After the summaries of the 20 macrohistorical models, the editors compare and contrast them. They look for the level of free will each allows, the roles played by "change agents" (who might be economic classes, "Great Men" or divine avatars), and the way that the models periodize history. They are also interested in whether the models are cyclical (so that the future is going to resemble some period in the past) or linear (so that real novelty is possible as history progresses) or both. Another important point is whether any given model allows for "exits," that is, whether it allows for important events outside itself, either after the end of the historical process the model describes or simultaneously with that process. At the end of the book there is an appendix of "graphs" which seek to illustrate the basic structure of each model.
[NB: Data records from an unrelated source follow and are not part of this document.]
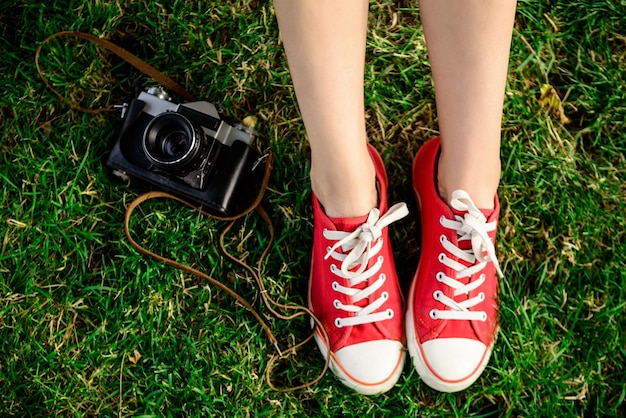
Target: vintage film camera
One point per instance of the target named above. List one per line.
(188, 150)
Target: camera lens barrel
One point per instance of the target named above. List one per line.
(172, 143)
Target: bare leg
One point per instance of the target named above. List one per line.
(325, 45)
(468, 46)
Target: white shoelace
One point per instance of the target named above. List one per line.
(473, 226)
(358, 248)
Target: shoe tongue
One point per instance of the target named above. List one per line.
(348, 224)
(486, 212)
(466, 244)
Now, conceptually, this is all interesting and useful. The problem is that the execution is occasionally maddening. I defy anyone familiar with St. Augustine's model of history, for instance, to recognize it in the description given here. (Also a bit peculiar is the assertion that Augustine wrote his chief work, "The City of God," because he had been challenged on whether Christianity was "an efficient guardian of the best interests of the ruling class"). All the other models that I know something about are also garbled, though not so badly. What is truly shocking about this book, though, is that there is no discussion of millenarian and apocalyptic elements in historical models. These have been among the key cultural determinants of history for at least the last two millennia, both in the West and elsewhere. What is even more bizarre is that several of the models that are discussed do indeed have such elements, but the contributors and the editors have chosen to downplay them. This is very strange.

Then there is the writing. I realize that I have my own hobby-horses when it comes to postmodern academic prose. I will not use gender-neutral language, for instance, and in general I am resistant to picking up new jargons. Sometimes I think I am just being idiosyncratic, but then I see paragraphs like this:"While the contextual nature of knowledge is obvious to us when we (as modernists, the expanded West) examine the past, when we examine our present, following Comte, we tend [sic] locate it as the rational and the scientific. The past is constructed as relative and ideological (that is, not objective), and the future is the fulfillment of truth, the final stage of history once the last vestiges, the remnants, of the religious or philosophical past have been modernized, that is, vanquished. Thus, we submit our own `present' as outside history and outside of metaphysics."

C.S. Lewis said 95% of this with the phrase "the present is also a `period.'" I really don't see why people can't write and think as clearly as that today. They should at least try. They don't in this book. On some pages, the word "discourse" occurred with a frequency like that of certain expletives in the military. Even when, as sometimes happened, the substance of the discussion was well worth reading, the merciless quality of the prose was enough to make me doubt that history would last long enough for me to read to the end of the chapter.

There are good books on the subject of macrohistory. A somewhat dated but still useful study is Frank E. Manuel's "Shapes of Philosophical History" (1965). "The Shapes of Time" (1977) by Peter Munz suffers from early whiffs of the critical blight, but is nonetheless quite readable. A great deal of excellent material has been written in recent years on millennialism and related subjects: among my favorite general treatments are Paul Boyer's "When Time Shall Be No More" and Damian Thompson's "The End of Time." In any case, if you do read "Macrohistory and Macrohistorians," please do not despair of the subject.